A lack of resources, an unreliable IT system and organizational problems all were cited as contributing to the FDA’s inability to increase foreign manufacturing inspections. The problem has gotten worse over the past few years due to expanded globalization, witnesses said.
Approximately 80 percent of active pharmaceutical ingredients that go into drugs are manufactured abroad, according to Subcommittee Chairman Bart Stupak (D-Mich.). However, there is no law dictating how often the FDA must inspect foreign drug manufacturers.
One of the major problems is the FDA’s IT system, which is unorganized and contains unreliable information, preventing the agency from properly allocating resources for foreign inspections, Stupak said. Over the last three months, the FDA gave Congress 10 different numbers of facilities exporting to the U.S., ranging from 2,100 to 13,800, he added.
Rep. John Dingell (D-Mich.) has introduced a bill that would establish a user fee for each line of imported products.

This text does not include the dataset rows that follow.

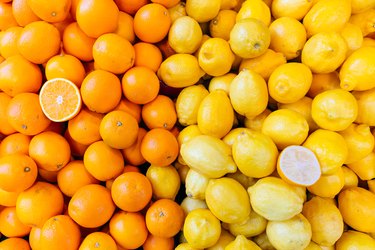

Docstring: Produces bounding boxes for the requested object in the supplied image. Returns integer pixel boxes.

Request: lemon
[262,109,309,149]
[236,0,271,26]
[340,47,375,91]
[210,9,237,41]
[186,0,221,23]
[183,208,221,248]
[229,211,267,238]
[301,31,348,73]
[268,62,312,103]
[307,71,340,98]
[168,16,203,54]
[266,214,312,250]
[157,54,204,88]
[269,17,307,60]
[176,84,208,126]
[247,177,304,221]
[271,0,313,20]
[197,89,234,138]
[348,152,375,180]
[338,187,375,233]
[206,177,251,223]
[185,169,210,200]
[307,167,345,198]
[232,129,279,178]
[229,18,271,58]
[224,235,261,250]
[146,165,180,200]
[339,123,375,164]
[303,0,351,36]
[181,197,208,215]
[302,196,344,246]
[229,69,268,117]
[239,49,286,80]
[336,230,375,250]
[198,37,234,76]
[180,135,237,178]
[208,73,237,95]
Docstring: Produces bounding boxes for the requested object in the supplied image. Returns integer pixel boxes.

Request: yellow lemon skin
[311,89,358,131]
[338,187,375,233]
[205,177,251,223]
[157,54,205,88]
[229,18,271,58]
[232,130,279,178]
[197,89,234,138]
[336,230,375,250]
[266,214,312,250]
[183,208,221,249]
[229,70,268,117]
[301,32,348,73]
[269,17,307,60]
[262,109,309,150]
[247,176,304,221]
[268,62,312,103]
[180,135,237,178]
[340,47,375,91]
[303,0,351,37]
[302,196,344,246]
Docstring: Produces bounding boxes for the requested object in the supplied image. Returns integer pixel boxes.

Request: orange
[0,55,42,96]
[68,108,104,145]
[27,0,72,23]
[109,211,148,249]
[12,0,40,26]
[0,207,31,237]
[115,0,149,15]
[0,238,30,250]
[142,95,177,130]
[83,141,124,181]
[92,33,135,74]
[111,172,152,212]
[45,53,86,87]
[0,133,31,157]
[121,128,147,166]
[0,92,16,135]
[57,160,100,197]
[81,69,122,113]
[68,184,115,228]
[62,22,95,62]
[17,21,61,64]
[134,42,163,72]
[134,3,172,43]
[76,0,119,38]
[7,93,51,135]
[79,232,117,250]
[0,154,38,192]
[114,98,142,123]
[39,78,82,122]
[141,128,179,166]
[146,199,185,238]
[122,66,160,104]
[143,234,174,250]
[40,215,81,250]
[99,110,139,149]
[16,181,64,227]
[29,131,70,171]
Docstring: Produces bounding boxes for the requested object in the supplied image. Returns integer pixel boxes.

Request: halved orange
[39,78,82,122]
[277,145,321,186]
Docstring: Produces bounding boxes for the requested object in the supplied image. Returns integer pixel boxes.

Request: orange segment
[39,78,82,122]
[277,146,321,186]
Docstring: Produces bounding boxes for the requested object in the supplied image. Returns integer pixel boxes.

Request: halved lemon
[277,145,321,186]
[39,78,82,122]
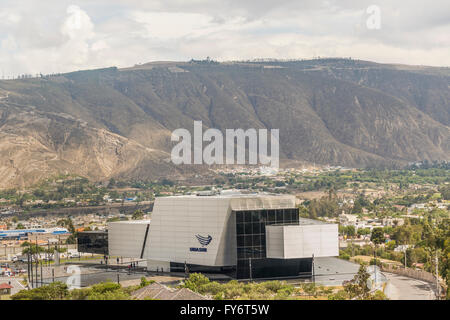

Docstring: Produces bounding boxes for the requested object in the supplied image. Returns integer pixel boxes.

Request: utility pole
[373,244,377,288]
[405,247,406,269]
[312,253,316,283]
[248,257,252,281]
[27,251,31,287]
[41,261,44,287]
[436,249,441,300]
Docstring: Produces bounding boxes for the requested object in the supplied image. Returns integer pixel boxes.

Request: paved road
[0,277,25,294]
[383,272,436,300]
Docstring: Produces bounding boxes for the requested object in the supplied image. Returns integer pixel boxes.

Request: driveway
[383,272,436,300]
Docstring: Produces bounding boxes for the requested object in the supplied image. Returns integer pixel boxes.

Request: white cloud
[0,0,450,75]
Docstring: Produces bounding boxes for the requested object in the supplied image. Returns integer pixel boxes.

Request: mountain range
[0,59,450,188]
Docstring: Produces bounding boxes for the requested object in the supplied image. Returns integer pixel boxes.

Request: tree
[11,282,69,300]
[344,264,370,300]
[370,228,385,245]
[16,223,25,230]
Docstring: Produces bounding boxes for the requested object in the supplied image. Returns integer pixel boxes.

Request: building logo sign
[189,234,212,252]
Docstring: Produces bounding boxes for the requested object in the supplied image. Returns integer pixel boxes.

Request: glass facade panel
[235,208,300,279]
[77,231,108,254]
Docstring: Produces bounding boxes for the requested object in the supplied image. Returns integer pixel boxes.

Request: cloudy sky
[0,0,450,78]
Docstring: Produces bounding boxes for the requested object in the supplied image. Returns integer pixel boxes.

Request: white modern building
[79,193,339,279]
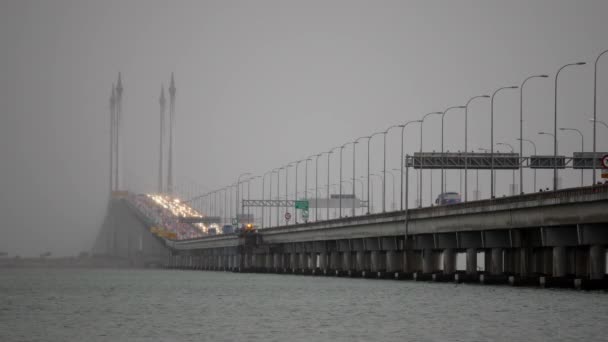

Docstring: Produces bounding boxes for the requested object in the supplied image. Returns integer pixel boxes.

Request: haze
[0,0,608,256]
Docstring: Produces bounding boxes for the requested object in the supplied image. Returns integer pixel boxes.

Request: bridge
[94,185,608,288]
[94,51,608,288]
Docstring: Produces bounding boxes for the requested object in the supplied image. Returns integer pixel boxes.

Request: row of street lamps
[194,50,608,227]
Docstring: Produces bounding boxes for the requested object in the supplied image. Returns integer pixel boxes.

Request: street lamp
[326,146,340,220]
[441,106,466,193]
[589,118,608,128]
[593,50,608,185]
[496,142,515,196]
[559,127,584,186]
[517,138,537,192]
[517,75,549,194]
[538,132,557,189]
[235,172,251,220]
[338,142,354,218]
[464,95,490,202]
[367,132,386,214]
[553,62,586,191]
[385,171,395,211]
[399,120,422,210]
[490,86,518,198]
[352,136,370,217]
[418,112,443,208]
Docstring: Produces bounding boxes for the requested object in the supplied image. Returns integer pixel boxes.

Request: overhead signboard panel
[529,155,566,169]
[406,152,520,170]
[572,152,608,169]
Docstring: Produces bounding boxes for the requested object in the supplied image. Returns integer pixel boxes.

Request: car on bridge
[435,192,462,205]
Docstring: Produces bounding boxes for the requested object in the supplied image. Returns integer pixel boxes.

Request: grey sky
[0,0,608,255]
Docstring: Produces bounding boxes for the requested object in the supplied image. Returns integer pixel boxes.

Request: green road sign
[296,200,308,210]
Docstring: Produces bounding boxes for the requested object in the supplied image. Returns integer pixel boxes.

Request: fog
[0,0,608,256]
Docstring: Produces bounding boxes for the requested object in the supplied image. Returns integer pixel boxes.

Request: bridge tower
[167,73,176,194]
[114,72,123,191]
[158,84,166,193]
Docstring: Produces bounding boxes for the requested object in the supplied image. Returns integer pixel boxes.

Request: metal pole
[593,50,608,185]
[519,75,549,194]
[490,86,518,198]
[464,95,490,202]
[553,62,585,191]
[418,112,443,208]
[315,153,322,222]
[559,127,585,186]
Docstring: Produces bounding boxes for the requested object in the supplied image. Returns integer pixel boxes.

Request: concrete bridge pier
[422,248,439,274]
[589,245,606,279]
[466,248,477,275]
[342,251,354,275]
[443,248,456,274]
[490,247,503,275]
[272,252,283,273]
[288,252,298,273]
[313,251,328,274]
[328,251,342,274]
[552,246,567,277]
[298,251,308,273]
[264,252,274,272]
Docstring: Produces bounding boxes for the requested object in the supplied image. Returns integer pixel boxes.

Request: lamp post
[276,167,285,227]
[315,152,324,222]
[326,146,340,220]
[352,136,370,217]
[593,50,608,185]
[538,132,557,187]
[553,62,586,191]
[399,120,422,210]
[559,127,584,186]
[517,138,537,192]
[385,171,395,211]
[464,95,490,202]
[517,75,549,194]
[496,142,515,196]
[441,106,466,193]
[490,86,518,198]
[418,112,443,208]
[260,170,273,229]
[338,142,351,218]
[367,132,386,214]
[235,172,251,220]
[589,119,608,128]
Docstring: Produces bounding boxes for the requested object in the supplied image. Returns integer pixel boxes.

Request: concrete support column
[386,251,399,273]
[289,253,298,272]
[574,247,589,277]
[298,252,308,269]
[551,246,567,277]
[542,247,553,274]
[518,247,532,277]
[355,251,365,271]
[272,253,283,271]
[306,252,319,270]
[329,251,340,271]
[315,252,327,270]
[370,251,380,272]
[264,253,274,272]
[490,247,503,275]
[467,248,477,274]
[589,245,606,279]
[342,251,353,271]
[422,248,437,273]
[443,248,456,274]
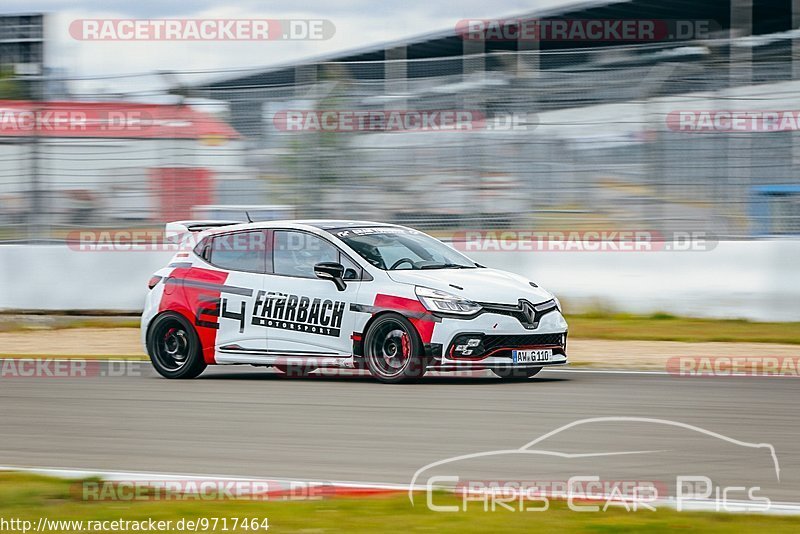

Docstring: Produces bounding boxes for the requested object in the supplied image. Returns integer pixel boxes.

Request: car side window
[339,253,361,280]
[272,230,339,278]
[209,230,267,273]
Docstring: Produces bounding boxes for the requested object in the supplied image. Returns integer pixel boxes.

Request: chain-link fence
[0,36,800,241]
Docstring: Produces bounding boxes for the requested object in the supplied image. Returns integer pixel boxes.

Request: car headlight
[414,286,481,315]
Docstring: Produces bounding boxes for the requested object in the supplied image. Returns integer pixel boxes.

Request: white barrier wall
[0,239,800,321]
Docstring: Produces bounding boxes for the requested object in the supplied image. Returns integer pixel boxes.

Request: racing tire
[275,364,317,378]
[492,367,542,382]
[364,312,425,384]
[147,312,206,378]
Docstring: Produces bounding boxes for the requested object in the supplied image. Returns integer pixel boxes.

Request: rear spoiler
[164,220,242,243]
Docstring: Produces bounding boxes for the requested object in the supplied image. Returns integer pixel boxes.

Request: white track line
[0,466,800,515]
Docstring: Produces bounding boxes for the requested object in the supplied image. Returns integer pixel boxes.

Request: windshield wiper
[420,263,473,269]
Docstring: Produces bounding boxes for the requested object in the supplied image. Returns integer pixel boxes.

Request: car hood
[386,268,553,305]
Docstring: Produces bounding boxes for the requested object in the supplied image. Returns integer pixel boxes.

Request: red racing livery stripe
[374,293,436,343]
[158,267,228,365]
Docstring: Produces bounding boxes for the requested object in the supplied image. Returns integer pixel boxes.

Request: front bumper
[429,310,567,371]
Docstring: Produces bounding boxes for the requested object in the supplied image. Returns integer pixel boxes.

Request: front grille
[449,333,567,359]
[479,299,558,329]
[483,334,565,352]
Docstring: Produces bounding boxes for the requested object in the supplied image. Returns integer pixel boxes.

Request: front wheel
[364,313,425,384]
[147,312,206,378]
[492,367,542,382]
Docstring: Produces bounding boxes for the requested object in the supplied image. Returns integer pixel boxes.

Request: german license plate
[511,349,553,363]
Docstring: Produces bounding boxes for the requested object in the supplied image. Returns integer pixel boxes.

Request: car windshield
[333,226,476,271]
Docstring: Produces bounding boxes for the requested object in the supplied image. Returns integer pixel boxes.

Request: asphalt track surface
[0,363,800,503]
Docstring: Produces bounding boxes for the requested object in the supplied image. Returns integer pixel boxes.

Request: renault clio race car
[141,221,567,383]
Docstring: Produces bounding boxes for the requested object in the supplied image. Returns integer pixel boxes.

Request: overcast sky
[2,0,573,93]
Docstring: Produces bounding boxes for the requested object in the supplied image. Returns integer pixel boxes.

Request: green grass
[567,311,800,345]
[0,473,800,533]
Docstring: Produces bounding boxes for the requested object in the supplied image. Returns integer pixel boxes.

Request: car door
[254,229,363,358]
[203,230,272,363]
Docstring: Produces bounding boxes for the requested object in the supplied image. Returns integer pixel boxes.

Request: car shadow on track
[196,371,570,387]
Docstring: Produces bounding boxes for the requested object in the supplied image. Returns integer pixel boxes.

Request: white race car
[142,221,567,383]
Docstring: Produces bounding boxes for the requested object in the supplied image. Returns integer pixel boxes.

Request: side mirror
[314,261,347,291]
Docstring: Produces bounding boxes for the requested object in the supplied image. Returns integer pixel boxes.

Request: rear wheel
[492,367,542,382]
[147,312,206,378]
[364,313,425,384]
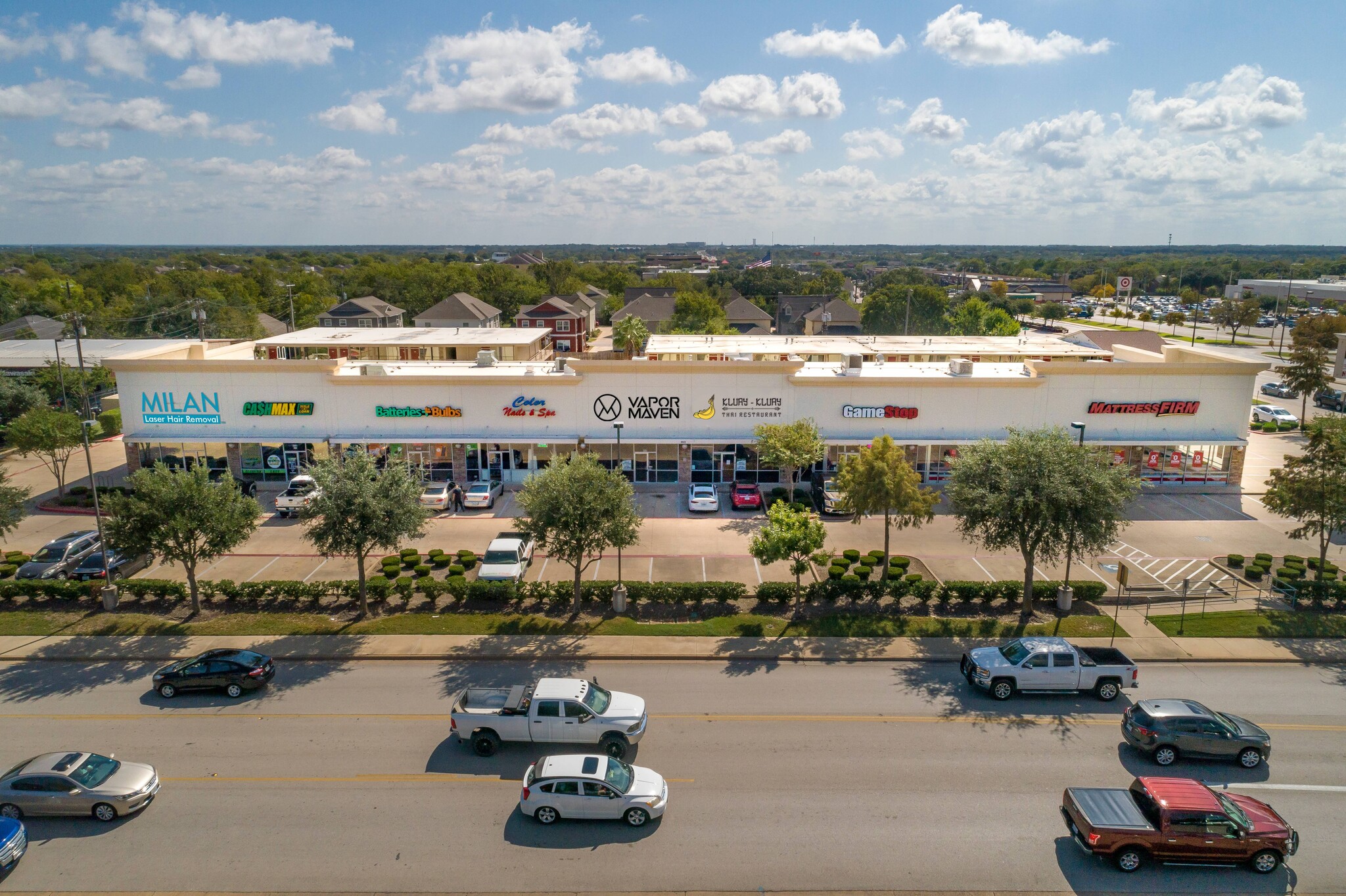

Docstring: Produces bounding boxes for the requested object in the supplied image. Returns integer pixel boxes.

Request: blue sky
[0,0,1346,245]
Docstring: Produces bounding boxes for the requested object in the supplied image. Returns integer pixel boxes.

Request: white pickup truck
[958,638,1140,701]
[450,678,646,759]
[476,531,536,583]
[276,476,317,520]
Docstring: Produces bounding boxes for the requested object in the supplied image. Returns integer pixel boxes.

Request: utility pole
[66,303,117,589]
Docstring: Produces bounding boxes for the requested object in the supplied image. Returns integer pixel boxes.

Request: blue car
[0,815,28,874]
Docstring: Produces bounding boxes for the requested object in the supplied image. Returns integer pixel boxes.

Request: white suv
[518,755,669,828]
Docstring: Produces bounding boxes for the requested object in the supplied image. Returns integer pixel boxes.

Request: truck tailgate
[1066,787,1153,830]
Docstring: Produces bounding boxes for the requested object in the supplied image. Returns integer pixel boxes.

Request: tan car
[0,752,159,822]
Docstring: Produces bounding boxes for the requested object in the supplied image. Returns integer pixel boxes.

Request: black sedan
[70,550,152,581]
[153,650,276,698]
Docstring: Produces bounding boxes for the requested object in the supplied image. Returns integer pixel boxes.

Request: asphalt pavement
[0,660,1346,892]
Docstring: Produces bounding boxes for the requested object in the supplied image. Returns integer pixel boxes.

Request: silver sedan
[0,752,159,822]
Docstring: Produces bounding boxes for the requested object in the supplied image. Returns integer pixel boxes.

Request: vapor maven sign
[1089,401,1201,417]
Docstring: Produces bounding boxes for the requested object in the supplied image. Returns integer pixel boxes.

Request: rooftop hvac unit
[949,358,972,376]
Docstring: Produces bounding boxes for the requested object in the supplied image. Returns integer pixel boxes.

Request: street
[0,661,1346,892]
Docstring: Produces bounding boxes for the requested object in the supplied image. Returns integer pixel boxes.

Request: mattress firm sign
[140,392,221,425]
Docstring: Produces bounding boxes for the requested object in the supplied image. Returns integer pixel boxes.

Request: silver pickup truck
[450,678,647,759]
[958,638,1140,701]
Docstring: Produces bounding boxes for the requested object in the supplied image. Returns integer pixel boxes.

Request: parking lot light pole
[613,420,634,614]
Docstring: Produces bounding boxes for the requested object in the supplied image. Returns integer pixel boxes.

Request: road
[0,661,1346,892]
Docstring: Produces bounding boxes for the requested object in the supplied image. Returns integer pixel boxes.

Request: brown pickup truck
[1061,778,1299,874]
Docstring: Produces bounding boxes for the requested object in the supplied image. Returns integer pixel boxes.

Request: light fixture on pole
[613,420,626,614]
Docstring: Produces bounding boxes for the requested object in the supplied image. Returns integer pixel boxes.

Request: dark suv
[1121,700,1270,768]
[153,650,276,700]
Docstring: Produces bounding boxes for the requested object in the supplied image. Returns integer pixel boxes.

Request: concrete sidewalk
[0,619,1346,663]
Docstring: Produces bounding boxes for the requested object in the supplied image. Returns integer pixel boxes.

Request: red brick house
[514,296,590,353]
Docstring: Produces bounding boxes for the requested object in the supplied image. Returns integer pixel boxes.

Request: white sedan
[518,755,669,828]
[1253,405,1299,425]
[463,479,505,508]
[686,485,720,514]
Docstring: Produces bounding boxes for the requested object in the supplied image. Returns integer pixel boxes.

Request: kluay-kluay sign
[1089,401,1201,417]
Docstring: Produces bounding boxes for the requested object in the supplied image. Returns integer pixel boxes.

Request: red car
[730,482,762,510]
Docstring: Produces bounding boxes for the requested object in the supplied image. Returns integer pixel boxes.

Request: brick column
[225,441,244,479]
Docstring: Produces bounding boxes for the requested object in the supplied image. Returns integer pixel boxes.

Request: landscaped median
[0,576,1125,639]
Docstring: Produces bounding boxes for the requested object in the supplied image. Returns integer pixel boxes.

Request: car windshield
[1215,794,1253,830]
[70,753,121,788]
[1000,640,1029,666]
[584,683,613,716]
[603,757,636,794]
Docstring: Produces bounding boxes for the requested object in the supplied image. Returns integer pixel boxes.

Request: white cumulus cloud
[925,4,1112,66]
[1128,66,1307,131]
[406,22,597,113]
[743,129,813,156]
[654,131,733,156]
[762,22,907,62]
[902,97,968,143]
[584,47,692,83]
[701,72,845,118]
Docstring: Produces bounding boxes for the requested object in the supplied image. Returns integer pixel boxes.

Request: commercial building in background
[106,330,1269,485]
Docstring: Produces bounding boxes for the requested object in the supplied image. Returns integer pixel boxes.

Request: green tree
[753,417,828,501]
[299,451,425,616]
[749,501,828,612]
[1276,342,1333,420]
[669,292,736,336]
[1210,299,1261,346]
[945,428,1133,617]
[0,467,30,538]
[837,435,940,581]
[104,464,261,614]
[860,284,949,336]
[514,452,642,614]
[1263,417,1346,580]
[613,315,650,355]
[5,405,83,497]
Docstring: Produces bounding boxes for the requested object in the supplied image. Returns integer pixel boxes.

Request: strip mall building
[105,330,1266,485]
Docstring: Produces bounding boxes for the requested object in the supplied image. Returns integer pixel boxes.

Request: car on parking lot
[1253,405,1299,425]
[463,479,505,510]
[1260,382,1299,398]
[686,484,720,514]
[152,648,276,700]
[0,751,159,822]
[1121,700,1270,768]
[518,755,669,828]
[421,482,451,510]
[730,482,762,510]
[70,550,153,581]
[13,529,99,579]
[0,818,28,876]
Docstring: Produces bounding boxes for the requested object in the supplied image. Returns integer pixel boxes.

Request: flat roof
[257,327,551,346]
[645,334,1111,358]
[0,339,200,367]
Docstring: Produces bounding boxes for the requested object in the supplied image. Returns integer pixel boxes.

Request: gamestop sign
[841,405,919,420]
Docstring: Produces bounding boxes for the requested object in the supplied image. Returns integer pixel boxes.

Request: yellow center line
[0,710,1346,732]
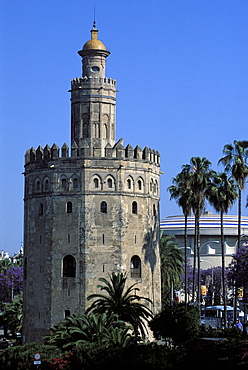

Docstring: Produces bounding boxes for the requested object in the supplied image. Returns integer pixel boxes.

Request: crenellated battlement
[71,76,116,89]
[25,140,160,166]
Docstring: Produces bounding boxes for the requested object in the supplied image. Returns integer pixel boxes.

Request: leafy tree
[207,173,238,329]
[149,303,200,344]
[45,312,131,350]
[1,294,23,338]
[160,235,184,304]
[228,243,248,296]
[219,140,248,248]
[0,265,23,303]
[87,272,153,338]
[168,165,192,303]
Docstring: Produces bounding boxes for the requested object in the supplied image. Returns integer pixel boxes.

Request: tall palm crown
[207,172,238,213]
[160,235,184,294]
[168,165,192,216]
[219,140,248,190]
[190,157,212,216]
[87,272,153,337]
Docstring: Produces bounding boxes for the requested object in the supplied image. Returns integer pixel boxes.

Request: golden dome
[83,28,107,50]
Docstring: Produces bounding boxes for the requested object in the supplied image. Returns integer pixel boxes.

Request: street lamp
[200,260,214,305]
[197,240,219,312]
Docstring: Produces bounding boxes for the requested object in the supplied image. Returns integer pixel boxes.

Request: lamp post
[178,247,191,304]
[233,234,247,324]
[200,260,214,306]
[197,240,219,313]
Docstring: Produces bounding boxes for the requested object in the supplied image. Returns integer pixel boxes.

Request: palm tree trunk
[184,213,188,304]
[238,188,242,249]
[192,214,197,302]
[196,212,201,313]
[221,211,227,329]
[233,188,241,324]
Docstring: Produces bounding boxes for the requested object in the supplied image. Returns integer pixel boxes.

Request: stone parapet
[25,140,160,166]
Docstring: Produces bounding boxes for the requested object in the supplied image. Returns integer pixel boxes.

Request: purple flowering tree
[227,246,248,302]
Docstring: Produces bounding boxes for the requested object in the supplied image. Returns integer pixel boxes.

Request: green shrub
[149,303,200,344]
[0,343,62,370]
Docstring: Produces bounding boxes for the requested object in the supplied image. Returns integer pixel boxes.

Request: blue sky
[0,0,248,253]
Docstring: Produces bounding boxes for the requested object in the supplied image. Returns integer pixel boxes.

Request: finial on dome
[93,5,96,28]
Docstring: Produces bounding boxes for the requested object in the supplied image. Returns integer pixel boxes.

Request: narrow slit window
[108,179,113,189]
[94,178,99,189]
[100,201,108,213]
[73,177,78,189]
[132,201,138,215]
[62,255,76,277]
[66,202,72,213]
[130,256,141,279]
[39,203,44,216]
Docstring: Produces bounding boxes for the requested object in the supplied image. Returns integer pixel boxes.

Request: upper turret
[78,22,110,77]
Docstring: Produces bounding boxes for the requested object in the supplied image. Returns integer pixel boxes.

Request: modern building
[160,212,248,269]
[23,25,161,342]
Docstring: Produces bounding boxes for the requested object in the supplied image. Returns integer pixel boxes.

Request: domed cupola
[78,22,110,78]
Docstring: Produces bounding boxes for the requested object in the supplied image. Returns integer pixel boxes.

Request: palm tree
[218,140,248,249]
[168,165,192,303]
[190,157,212,309]
[160,234,184,299]
[87,272,153,338]
[207,173,238,329]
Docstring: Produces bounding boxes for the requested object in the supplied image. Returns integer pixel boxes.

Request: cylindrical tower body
[23,26,161,342]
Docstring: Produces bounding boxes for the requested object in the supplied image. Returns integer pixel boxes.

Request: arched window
[66,202,72,213]
[132,201,138,215]
[100,201,108,213]
[61,179,67,190]
[62,255,76,277]
[153,204,157,217]
[94,177,99,189]
[73,177,78,189]
[44,179,49,190]
[108,179,113,189]
[35,180,40,191]
[130,256,141,279]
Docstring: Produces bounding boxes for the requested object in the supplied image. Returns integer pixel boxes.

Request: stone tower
[23,26,161,342]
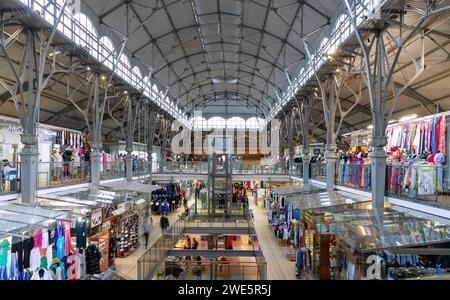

Stupak, a co-sponsor of the bill, said the legislation would provide an additional $300 million to the agency.
However, witnesses warned against seeing the legislation as a panacea. A user fee could help, but the funding should be dedicated to the agency’s IT system and a smaller amount than stated in the bill would still be useful, former Director of the Office of Regulatory Affairs’ Division of Import Operations Carl Nielsen said.
While the FDA needs more resources to increase foreign inspections, a user fee could decrease appropriated funding for the agency, Coalition for a Stronger FDA Senior Adviser William Hubbard added.